Imagine if programming did the same thing.
Open programming features
What would the wiki concept be like if it were applied to programming?
- Completely online
- A system of editing code online, with an easy way to check out a piece of code or the entire project.
- Easy linking
- Referencing other code is as easy as writing a wiki-link.
- Integrated discussion
- Bug tracking, discussion and voting are available right alongside the code.
- Revision tracking
- Every page has fine revision tracking, allowing complex differences to be generated on a per-portion, per-file or per-section basis.
- Smart checkouts
- Major and minor milestones are assigned so that checkouts can be for the bleeding-edge variant of certain pieces of code and a milestone for the rest of the code.
- Easy overview
- View changes per-person, per-portion of a file, per-file or per-section, also with statistics.

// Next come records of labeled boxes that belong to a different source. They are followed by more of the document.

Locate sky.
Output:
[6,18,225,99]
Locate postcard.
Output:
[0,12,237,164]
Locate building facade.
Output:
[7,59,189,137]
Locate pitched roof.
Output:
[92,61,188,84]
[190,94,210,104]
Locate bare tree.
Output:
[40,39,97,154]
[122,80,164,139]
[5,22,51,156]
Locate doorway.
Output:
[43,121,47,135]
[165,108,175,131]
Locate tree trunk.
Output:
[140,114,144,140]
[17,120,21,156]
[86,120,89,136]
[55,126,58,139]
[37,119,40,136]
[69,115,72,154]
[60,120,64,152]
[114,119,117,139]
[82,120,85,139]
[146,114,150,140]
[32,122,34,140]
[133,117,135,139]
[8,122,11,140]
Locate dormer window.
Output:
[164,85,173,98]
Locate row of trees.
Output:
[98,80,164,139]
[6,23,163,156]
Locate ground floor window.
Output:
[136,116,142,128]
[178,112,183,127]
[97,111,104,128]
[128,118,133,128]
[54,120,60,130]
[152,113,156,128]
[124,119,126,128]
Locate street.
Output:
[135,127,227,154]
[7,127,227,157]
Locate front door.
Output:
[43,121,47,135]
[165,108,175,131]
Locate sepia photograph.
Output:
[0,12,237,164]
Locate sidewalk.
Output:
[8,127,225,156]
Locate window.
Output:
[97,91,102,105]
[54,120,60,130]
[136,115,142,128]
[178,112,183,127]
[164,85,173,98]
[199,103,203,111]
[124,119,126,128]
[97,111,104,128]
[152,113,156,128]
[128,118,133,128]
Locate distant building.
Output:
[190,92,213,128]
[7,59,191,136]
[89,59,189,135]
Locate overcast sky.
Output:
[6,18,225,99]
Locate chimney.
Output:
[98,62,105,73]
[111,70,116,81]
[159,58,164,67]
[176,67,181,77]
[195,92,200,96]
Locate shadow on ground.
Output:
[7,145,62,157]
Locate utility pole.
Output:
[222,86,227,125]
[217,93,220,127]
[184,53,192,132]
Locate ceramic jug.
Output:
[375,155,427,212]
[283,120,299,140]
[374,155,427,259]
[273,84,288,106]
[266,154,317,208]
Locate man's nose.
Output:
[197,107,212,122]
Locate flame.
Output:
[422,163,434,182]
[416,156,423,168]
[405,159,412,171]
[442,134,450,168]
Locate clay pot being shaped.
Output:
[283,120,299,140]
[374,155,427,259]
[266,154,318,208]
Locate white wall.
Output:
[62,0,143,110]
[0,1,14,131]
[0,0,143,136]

- Milestones and priorities are automatically generated based on flagging and activity.
- Anonymous editing
- Take advantage of even the smallest change by making it as easy as possible for anyone to contribute.
- Moderated and secured
- A complete control structure tracks all changes by all users and anonymous edits. A user and group permissions structure, a complete system of change rollbacks, user and IP (and range) warning, blocking and logging is available.
The wiki is a completely different mindset from regular writing. The reigns of control are still there and yet one doesn't feel the need to keep so tight a grip on them. One reviews those anonymous changes not just for security purposes, but because one is genuinely interested in the development of the topic they just contributed to.
The wiki mindset applied to programming alleviates the concern that a developer is writing a program just for themselves -- open source greatly aided this -- but now the developer is more interested in the open improvement of the software for itself.
I believe that the wiki mindset as applied to open writing is ripe for adaptation into programming and open source projects.